In the 11th Century, a Belgian poet wrote about a red-caped girl who encountered a wolf. French writer Charles Perrault, the author of Mother Goose Tales, first published the story. Its theme delved into cannibalism and pedophilia. Did we ever inquire how the wolf consumed grandma? Thankfully, contemporary publications did not describe how her flesh arrived in the pantry while her blood settled in wine bottles. Oh my! Red did, in fact, have a conversation with the wolf. Each time he made her discard an article of clothing, she’d ask, “What do you want me to do with my apron, or petticoat, or….?” His response was, “Throw it on the fire; you won’t need it anymore.” Then, she climbed into the bed.
Patterns are evident throughout the themes of fairytales, connecting starvation to cannibalism or murder. In the 14th century, many parents could not feed their children and decided to send them into the woods, sell them for livestock or money, or kill them. The stepmother often described through villainous acts is a jealous woman who often hurts the step-children through abuse or murder.
Readers may not recognize the title, but the story is familiar. There was Histoire de Troilus et de Zellandine in the 1300s and, and Sun, Moon,Talia in 1636. In the traditional tale, a king finds the sleeping girl and, overwhelmed by her beauty, rapes her. It is unknown whether the two children wandered into her rooms or resulted from pregnancy. Once the fragment, sucked from its location, is removed, the king becomes angry that his Sleeping Beauty awakes. Tensions increase as the king’s wife arranges three deaths, two by stew pot and the other by burning. But, of course, it doesn’t happen. Despite the brutal acts and intentionally murderous behavior, the stepmother dies, and the king lives happily ever after with Sleeping Beauty and their two children; yet, readers are left wondering whether Talia ever forgave him, and found happiness, too?
The Little Mermaid
Remember Ariel, the adventure-seeking mermaid, who was curious to know about the land of men?

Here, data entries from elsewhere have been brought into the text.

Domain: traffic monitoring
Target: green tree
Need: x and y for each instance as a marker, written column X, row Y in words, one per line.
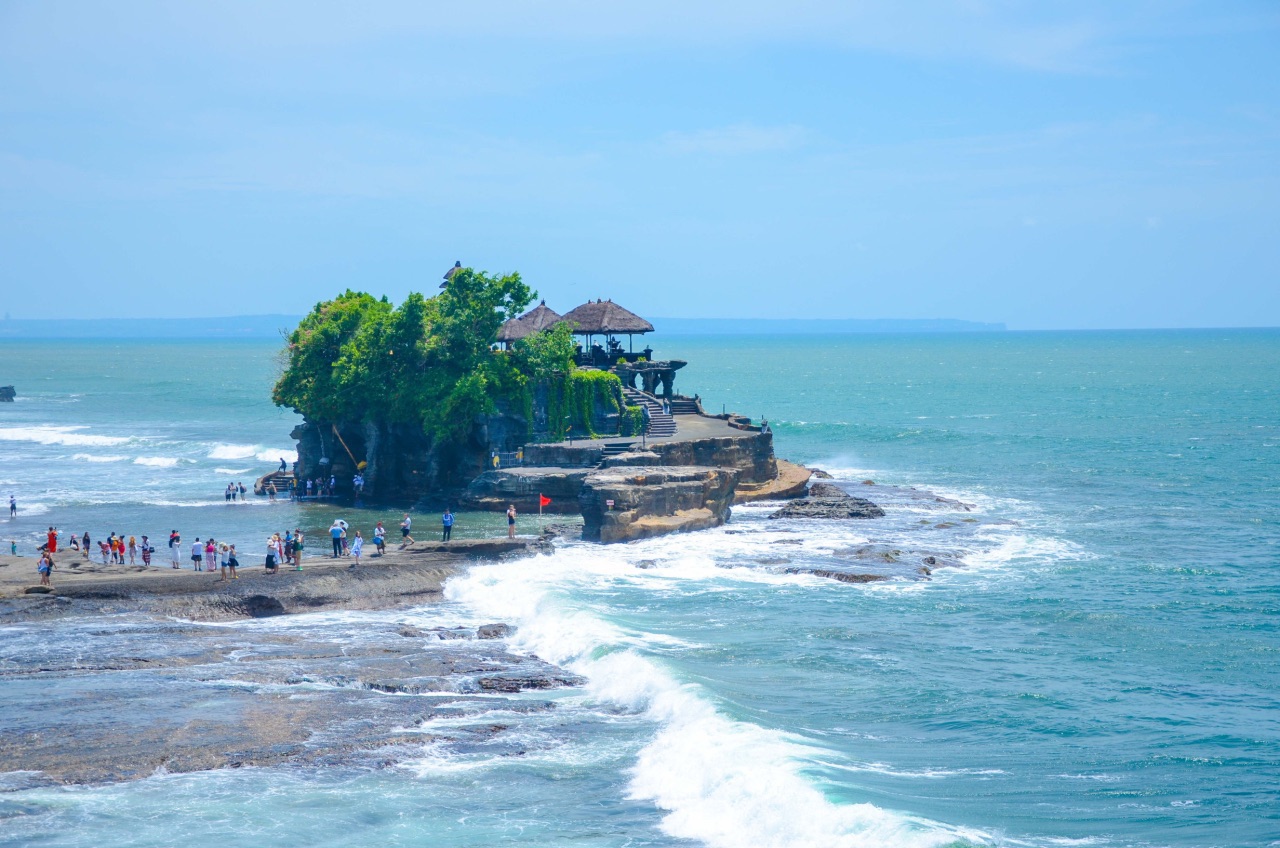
column 428, row 361
column 547, row 352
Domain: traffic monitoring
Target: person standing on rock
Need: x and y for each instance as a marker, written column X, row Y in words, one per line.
column 336, row 534
column 357, row 546
column 46, row 568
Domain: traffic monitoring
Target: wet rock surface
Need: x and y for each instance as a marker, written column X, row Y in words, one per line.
column 830, row 501
column 108, row 701
column 626, row 504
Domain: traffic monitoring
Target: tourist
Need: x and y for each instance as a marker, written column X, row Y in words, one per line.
column 46, row 568
column 336, row 533
column 406, row 525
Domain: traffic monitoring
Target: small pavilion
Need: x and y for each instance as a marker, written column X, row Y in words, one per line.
column 535, row 320
column 608, row 319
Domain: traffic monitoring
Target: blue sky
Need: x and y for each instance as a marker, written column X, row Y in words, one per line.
column 1043, row 164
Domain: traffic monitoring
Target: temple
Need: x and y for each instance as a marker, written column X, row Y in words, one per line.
column 600, row 324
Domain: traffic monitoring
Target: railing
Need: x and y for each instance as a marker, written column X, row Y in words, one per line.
column 506, row 459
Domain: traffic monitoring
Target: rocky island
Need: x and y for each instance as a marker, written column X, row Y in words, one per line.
column 466, row 399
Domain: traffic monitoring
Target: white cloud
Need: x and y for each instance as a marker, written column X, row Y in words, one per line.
column 739, row 138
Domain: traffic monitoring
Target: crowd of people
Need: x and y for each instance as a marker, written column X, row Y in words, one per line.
column 211, row 555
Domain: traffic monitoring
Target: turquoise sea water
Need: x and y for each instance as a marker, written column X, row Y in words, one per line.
column 1100, row 669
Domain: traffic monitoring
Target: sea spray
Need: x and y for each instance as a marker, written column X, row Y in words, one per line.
column 726, row 783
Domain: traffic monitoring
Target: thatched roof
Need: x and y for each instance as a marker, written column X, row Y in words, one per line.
column 449, row 273
column 535, row 320
column 602, row 318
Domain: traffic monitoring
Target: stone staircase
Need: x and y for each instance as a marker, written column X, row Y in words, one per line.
column 659, row 423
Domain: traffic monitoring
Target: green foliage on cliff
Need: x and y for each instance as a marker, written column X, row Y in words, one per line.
column 547, row 352
column 428, row 361
column 574, row 397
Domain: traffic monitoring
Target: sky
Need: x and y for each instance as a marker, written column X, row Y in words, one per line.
column 1051, row 165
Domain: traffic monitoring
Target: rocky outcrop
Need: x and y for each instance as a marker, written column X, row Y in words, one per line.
column 752, row 456
column 827, row 501
column 654, row 501
column 789, row 483
column 494, row 491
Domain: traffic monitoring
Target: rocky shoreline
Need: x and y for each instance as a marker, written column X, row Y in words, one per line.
column 398, row 579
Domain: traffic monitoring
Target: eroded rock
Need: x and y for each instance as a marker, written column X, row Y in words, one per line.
column 626, row 504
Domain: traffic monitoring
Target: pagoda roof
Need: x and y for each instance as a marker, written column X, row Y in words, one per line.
column 535, row 320
column 604, row 317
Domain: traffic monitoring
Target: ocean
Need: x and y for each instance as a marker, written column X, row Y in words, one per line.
column 1092, row 660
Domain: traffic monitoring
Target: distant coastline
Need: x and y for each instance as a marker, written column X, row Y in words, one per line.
column 816, row 326
column 277, row 326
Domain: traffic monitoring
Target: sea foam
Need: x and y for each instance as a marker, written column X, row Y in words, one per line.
column 156, row 461
column 726, row 783
column 69, row 436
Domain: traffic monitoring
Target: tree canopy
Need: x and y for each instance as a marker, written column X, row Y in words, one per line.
column 428, row 360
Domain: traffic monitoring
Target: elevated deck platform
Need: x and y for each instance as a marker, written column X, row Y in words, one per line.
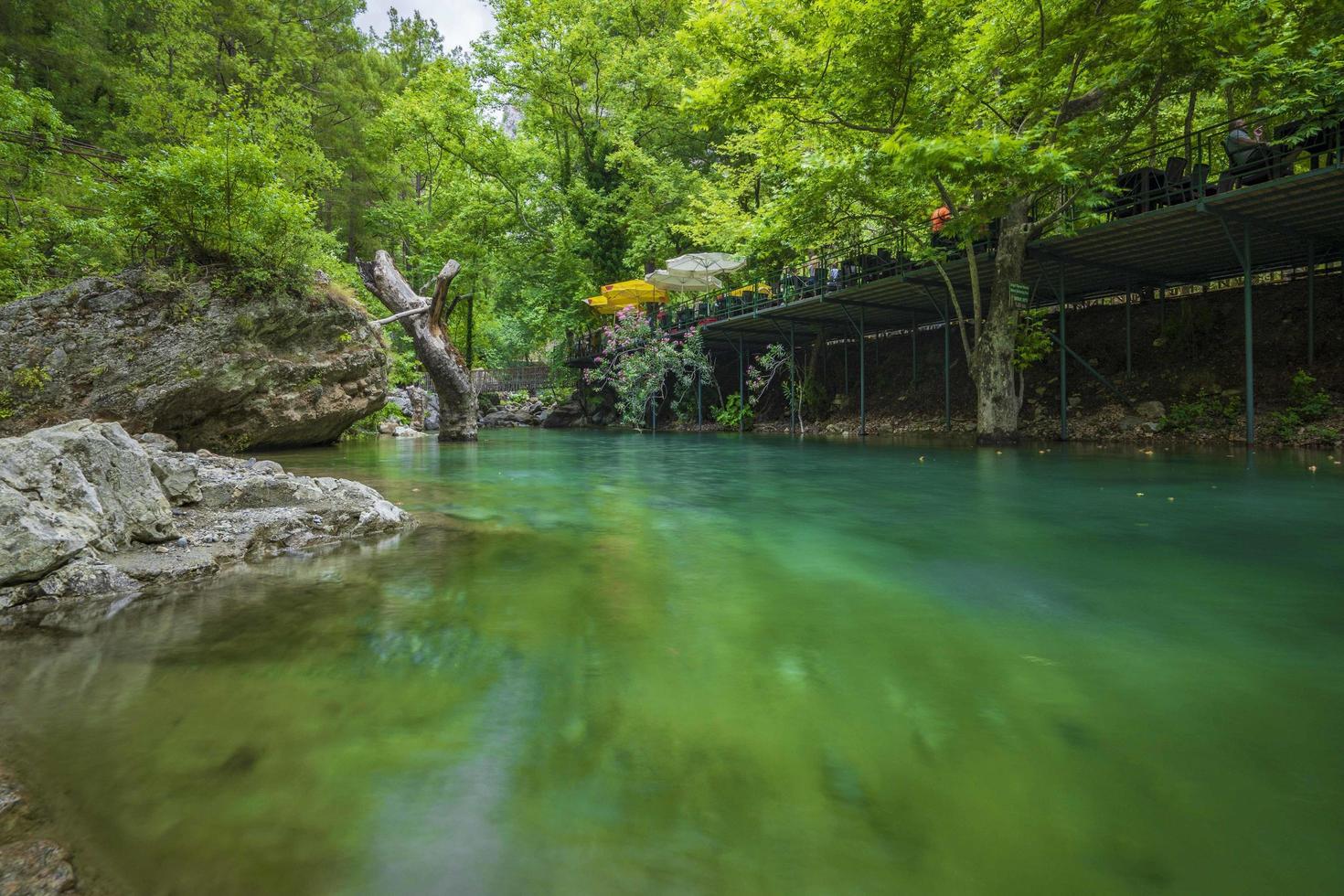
column 1290, row 222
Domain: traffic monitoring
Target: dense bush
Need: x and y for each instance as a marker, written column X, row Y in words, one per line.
column 734, row 412
column 1308, row 404
column 1210, row 409
column 219, row 200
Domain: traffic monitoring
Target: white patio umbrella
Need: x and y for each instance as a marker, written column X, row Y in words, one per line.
column 683, row 283
column 705, row 263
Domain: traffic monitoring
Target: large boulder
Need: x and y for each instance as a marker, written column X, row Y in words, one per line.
column 73, row 486
column 88, row 513
column 197, row 361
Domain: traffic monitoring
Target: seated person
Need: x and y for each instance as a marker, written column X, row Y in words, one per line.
column 1255, row 159
column 940, row 218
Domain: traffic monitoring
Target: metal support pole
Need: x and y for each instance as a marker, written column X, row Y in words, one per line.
column 471, row 304
column 742, row 389
column 699, row 406
column 1250, row 360
column 794, row 383
column 863, row 410
column 914, row 357
column 946, row 382
column 847, row 368
column 1063, row 361
column 1310, row 303
column 1129, row 361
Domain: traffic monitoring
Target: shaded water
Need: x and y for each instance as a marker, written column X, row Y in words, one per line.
column 631, row 664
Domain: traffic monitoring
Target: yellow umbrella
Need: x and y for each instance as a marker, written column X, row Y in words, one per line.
column 634, row 292
column 755, row 288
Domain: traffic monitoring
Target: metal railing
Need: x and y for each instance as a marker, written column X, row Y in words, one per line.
column 514, row 378
column 1204, row 168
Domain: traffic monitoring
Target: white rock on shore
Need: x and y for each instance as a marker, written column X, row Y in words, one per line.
column 86, row 511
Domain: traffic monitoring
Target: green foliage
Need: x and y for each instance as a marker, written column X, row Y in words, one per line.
column 1209, row 409
column 1308, row 404
column 643, row 366
column 1032, row 341
column 30, row 378
column 45, row 242
column 220, row 200
column 368, row 425
column 732, row 412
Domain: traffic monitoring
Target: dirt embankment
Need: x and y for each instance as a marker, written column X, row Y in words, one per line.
column 1186, row 352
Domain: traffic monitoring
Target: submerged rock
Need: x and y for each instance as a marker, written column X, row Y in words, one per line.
column 203, row 367
column 35, row 868
column 86, row 511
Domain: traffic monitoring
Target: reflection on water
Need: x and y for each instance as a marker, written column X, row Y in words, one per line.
column 618, row 664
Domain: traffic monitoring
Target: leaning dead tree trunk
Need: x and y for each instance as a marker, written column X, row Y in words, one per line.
column 422, row 320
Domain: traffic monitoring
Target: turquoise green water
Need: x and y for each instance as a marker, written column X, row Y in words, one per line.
column 677, row 664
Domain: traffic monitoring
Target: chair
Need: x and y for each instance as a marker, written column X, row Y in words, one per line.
column 1175, row 168
column 1226, row 183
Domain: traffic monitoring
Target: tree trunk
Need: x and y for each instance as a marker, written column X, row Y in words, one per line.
column 446, row 368
column 997, row 400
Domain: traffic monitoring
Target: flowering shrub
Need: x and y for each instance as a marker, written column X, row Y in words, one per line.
column 641, row 364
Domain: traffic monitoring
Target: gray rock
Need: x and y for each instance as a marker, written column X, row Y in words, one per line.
column 504, row 418
column 203, row 368
column 177, row 475
column 35, row 868
column 70, row 486
column 156, row 441
column 1152, row 410
column 85, row 508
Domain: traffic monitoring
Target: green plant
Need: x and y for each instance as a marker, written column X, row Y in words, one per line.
column 1308, row 404
column 1031, row 340
column 220, row 199
column 734, row 412
column 641, row 363
column 368, row 425
column 31, row 378
column 1209, row 409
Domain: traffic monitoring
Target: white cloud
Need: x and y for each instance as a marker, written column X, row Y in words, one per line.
column 459, row 20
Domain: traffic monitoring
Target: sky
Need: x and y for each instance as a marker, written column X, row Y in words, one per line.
column 459, row 20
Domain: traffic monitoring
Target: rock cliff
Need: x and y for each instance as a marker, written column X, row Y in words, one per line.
column 194, row 360
column 89, row 513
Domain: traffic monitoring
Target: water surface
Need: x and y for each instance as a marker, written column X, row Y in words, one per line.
column 677, row 664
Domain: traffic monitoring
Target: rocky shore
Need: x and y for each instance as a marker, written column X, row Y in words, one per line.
column 91, row 516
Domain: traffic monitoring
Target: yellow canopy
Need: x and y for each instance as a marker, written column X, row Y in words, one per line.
column 754, row 288
column 634, row 292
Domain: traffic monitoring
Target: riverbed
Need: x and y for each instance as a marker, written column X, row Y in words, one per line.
column 617, row 663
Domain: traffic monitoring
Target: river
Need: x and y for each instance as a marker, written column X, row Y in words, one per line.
column 707, row 664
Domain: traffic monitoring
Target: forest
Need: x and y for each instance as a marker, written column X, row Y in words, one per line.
column 578, row 144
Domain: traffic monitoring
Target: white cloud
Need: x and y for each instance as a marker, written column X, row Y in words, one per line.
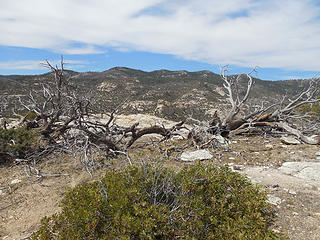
column 37, row 65
column 81, row 50
column 269, row 33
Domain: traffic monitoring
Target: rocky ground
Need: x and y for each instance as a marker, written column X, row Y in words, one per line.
column 290, row 175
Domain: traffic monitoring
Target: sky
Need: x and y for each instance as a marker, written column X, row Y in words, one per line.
column 281, row 37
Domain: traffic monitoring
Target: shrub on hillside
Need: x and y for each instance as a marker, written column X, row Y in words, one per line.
column 199, row 202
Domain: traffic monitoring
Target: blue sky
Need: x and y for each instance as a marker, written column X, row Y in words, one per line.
column 281, row 37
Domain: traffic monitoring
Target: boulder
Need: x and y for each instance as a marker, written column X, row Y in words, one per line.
column 290, row 140
column 305, row 170
column 190, row 156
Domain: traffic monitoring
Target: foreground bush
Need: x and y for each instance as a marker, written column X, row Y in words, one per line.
column 199, row 202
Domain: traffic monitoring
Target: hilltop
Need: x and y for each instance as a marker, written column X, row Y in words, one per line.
column 170, row 94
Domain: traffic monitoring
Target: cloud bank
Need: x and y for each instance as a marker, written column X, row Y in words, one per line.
column 268, row 33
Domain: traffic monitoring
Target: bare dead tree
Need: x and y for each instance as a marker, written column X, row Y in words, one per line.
column 281, row 115
column 69, row 121
column 3, row 108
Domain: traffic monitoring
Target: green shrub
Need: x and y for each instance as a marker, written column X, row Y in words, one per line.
column 17, row 142
column 199, row 202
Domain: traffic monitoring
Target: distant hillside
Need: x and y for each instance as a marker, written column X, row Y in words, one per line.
column 171, row 94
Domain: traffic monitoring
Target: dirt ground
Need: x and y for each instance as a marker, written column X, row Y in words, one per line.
column 25, row 200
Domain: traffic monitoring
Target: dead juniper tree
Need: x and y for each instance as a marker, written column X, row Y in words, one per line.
column 248, row 116
column 69, row 120
column 282, row 115
column 3, row 108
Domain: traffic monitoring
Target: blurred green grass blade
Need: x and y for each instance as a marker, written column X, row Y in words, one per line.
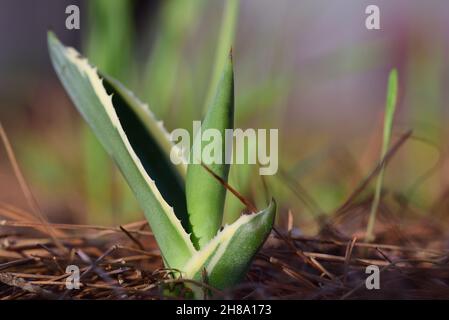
column 178, row 17
column 228, row 256
column 205, row 194
column 152, row 145
column 392, row 92
column 97, row 177
column 225, row 41
column 87, row 92
column 111, row 36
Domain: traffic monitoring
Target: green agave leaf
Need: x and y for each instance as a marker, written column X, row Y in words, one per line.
column 89, row 95
column 152, row 144
column 205, row 194
column 228, row 256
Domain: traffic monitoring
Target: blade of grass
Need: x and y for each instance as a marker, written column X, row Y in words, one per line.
column 178, row 19
column 388, row 125
column 226, row 39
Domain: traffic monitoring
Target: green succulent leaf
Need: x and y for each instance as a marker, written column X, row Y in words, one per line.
column 227, row 257
column 88, row 93
column 205, row 194
column 152, row 144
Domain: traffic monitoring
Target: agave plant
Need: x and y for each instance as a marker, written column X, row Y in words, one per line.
column 182, row 203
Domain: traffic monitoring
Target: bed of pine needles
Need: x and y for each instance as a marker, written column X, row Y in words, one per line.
column 123, row 262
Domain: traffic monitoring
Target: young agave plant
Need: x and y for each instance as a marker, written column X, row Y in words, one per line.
column 183, row 204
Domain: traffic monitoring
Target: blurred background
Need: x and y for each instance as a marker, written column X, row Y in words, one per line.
column 308, row 68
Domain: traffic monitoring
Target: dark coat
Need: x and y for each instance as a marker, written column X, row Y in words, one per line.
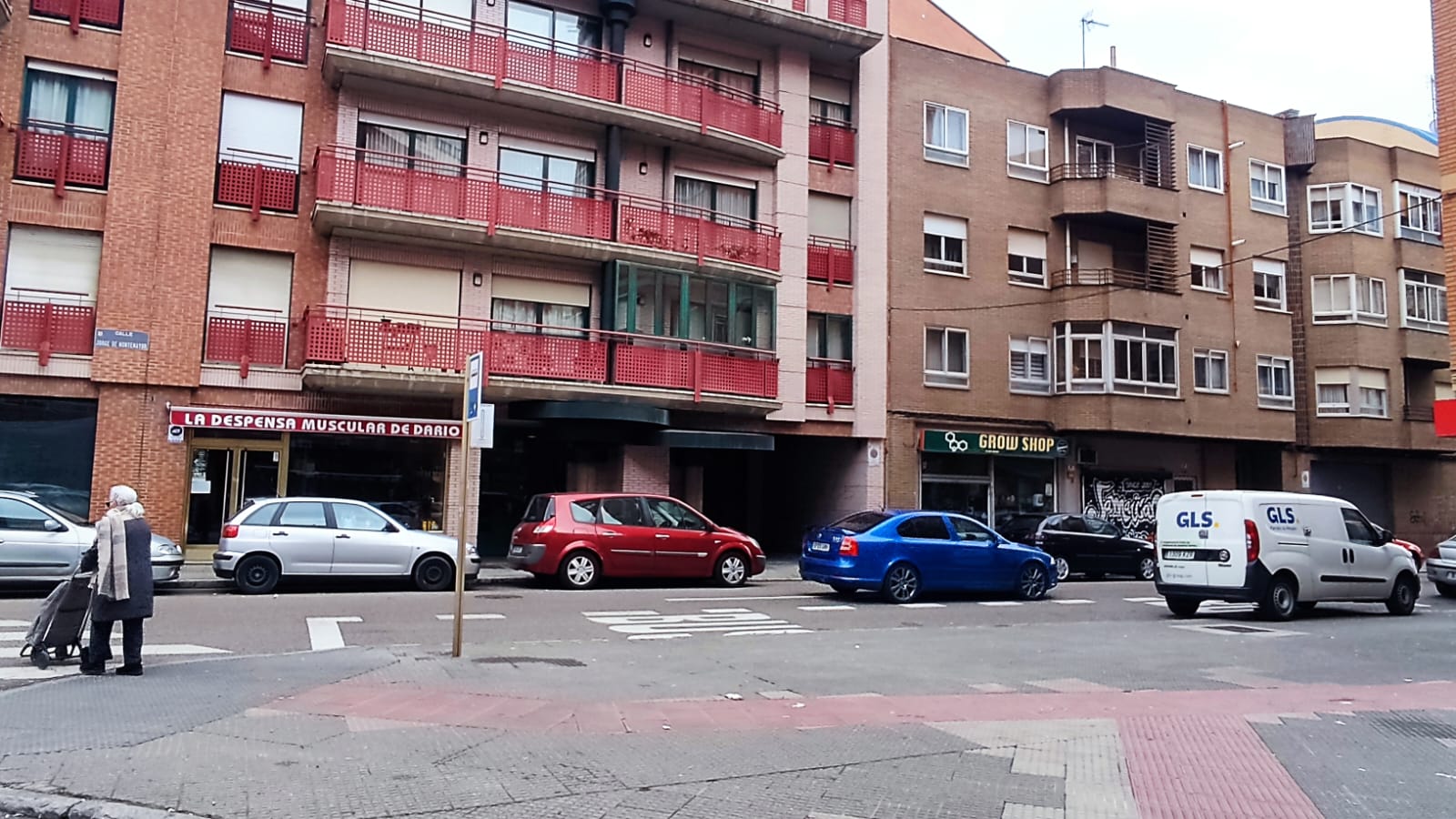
column 138, row 577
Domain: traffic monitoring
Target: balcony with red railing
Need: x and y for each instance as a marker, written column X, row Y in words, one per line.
column 386, row 193
column 590, row 360
column 830, row 382
column 832, row 142
column 62, row 155
column 48, row 322
column 106, row 14
column 411, row 46
column 830, row 261
column 267, row 29
column 257, row 181
column 245, row 337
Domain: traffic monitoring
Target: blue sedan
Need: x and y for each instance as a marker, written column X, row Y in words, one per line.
column 903, row 554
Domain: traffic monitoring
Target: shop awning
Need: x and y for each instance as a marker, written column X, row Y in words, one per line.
column 708, row 439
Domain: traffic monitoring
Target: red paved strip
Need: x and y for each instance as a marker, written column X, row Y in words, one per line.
column 1208, row 768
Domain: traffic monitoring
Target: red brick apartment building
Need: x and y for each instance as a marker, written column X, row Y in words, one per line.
column 248, row 247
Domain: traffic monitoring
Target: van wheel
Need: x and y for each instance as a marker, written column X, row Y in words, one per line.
column 1402, row 598
column 1280, row 599
column 1184, row 606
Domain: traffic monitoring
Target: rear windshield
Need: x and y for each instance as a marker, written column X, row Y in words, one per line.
column 861, row 522
column 542, row 508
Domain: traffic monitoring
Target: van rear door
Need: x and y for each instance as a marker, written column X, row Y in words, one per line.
column 1200, row 540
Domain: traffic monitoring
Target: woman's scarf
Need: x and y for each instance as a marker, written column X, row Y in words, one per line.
column 111, row 552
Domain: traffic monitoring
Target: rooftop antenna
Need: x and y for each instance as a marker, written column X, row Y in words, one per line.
column 1087, row 24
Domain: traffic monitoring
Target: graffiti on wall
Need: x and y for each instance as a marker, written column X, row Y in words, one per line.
column 1128, row 500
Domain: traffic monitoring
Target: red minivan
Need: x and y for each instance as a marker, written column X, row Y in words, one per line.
column 581, row 537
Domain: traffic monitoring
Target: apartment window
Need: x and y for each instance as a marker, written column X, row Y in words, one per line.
column 1346, row 206
column 1206, row 270
column 946, row 135
column 1269, row 285
column 1267, row 187
column 1026, row 257
column 1026, row 150
column 1353, row 390
column 1030, row 365
column 1276, row 380
column 944, row 245
column 1210, row 370
column 1341, row 299
column 1423, row 300
column 1206, row 169
column 946, row 358
column 1420, row 213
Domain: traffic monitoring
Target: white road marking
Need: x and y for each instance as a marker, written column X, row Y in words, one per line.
column 325, row 634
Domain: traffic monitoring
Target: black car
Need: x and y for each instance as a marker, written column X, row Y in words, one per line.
column 1088, row 545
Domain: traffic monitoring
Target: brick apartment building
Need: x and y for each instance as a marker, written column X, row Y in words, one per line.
column 248, row 247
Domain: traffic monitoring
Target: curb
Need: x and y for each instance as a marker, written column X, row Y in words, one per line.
column 57, row 806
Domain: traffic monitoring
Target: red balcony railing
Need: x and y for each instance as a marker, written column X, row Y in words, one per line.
column 48, row 322
column 268, row 31
column 830, row 382
column 238, row 336
column 258, row 182
column 62, row 155
column 830, row 261
column 92, row 12
column 832, row 142
column 386, row 181
column 382, row 26
column 353, row 336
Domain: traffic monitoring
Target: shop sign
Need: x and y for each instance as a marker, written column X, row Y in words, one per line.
column 271, row 421
column 953, row 442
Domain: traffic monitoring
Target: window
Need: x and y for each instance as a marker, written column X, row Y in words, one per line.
column 946, row 358
column 1210, row 370
column 1269, row 285
column 1341, row 299
column 1276, row 376
column 1423, row 300
column 1346, row 206
column 944, row 245
column 1026, row 150
column 1206, row 169
column 1026, row 257
column 1336, row 387
column 1206, row 270
column 1267, row 187
column 946, row 135
column 1030, row 365
column 1117, row 358
column 1420, row 213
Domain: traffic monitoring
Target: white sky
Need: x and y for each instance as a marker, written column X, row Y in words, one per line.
column 1324, row 58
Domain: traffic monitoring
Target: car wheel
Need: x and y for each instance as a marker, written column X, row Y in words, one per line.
column 1402, row 598
column 1147, row 569
column 434, row 573
column 580, row 570
column 257, row 574
column 1184, row 606
column 732, row 570
column 903, row 583
column 1063, row 569
column 1033, row 581
column 1280, row 599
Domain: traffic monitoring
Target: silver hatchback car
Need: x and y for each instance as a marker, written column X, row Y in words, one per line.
column 308, row 537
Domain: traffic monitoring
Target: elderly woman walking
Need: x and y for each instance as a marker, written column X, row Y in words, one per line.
column 121, row 584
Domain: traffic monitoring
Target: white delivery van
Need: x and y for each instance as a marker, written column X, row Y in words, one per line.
column 1283, row 551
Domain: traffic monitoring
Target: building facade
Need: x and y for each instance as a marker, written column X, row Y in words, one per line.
column 249, row 247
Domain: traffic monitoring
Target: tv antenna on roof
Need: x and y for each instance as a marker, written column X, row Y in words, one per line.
column 1087, row 24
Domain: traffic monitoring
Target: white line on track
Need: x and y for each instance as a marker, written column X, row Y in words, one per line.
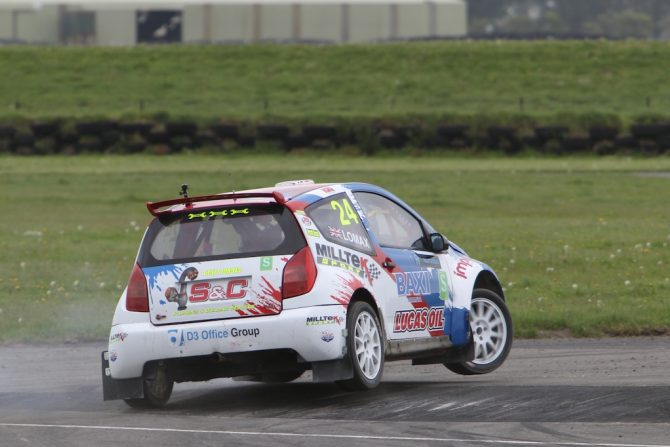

Before Walt Disney’s animated movie in 1989, Hans Christian Andersen, a Danish writer, published the story in 1837. The girl without a name did not jump and leap, thrilled with her new land legs, but hobbled with each step in excruciating pain. She, like so many other heroines, makes a promise at the cost of her life. Rather than kill the prince, she chooses to die. In return for the selfless act, she is rewarded with 300 years to earn her soul and a chance for heaven. A far cry from the redheaded beauty who marries a prince and lives out her dream on land!
Once upon a time, Cinderella’s sister did indeed cut off her toes to squeeze into a glass slipper, and Snow White’s evil stepmother burned to death at her wedding. Yes, there are warnings to heed, and real monsters in the world. A cheer of gratitude goes to the protagonist, who lives another day and hopes that evil acts will stop. We know there are more significant threats to humanity than any creature described in a book labeled “fairy tales.” But through all stories, we reiterate to children the lessons of awareness when walking, making eye contact, or speaking to strangers, assuring a life of happily-ever-after!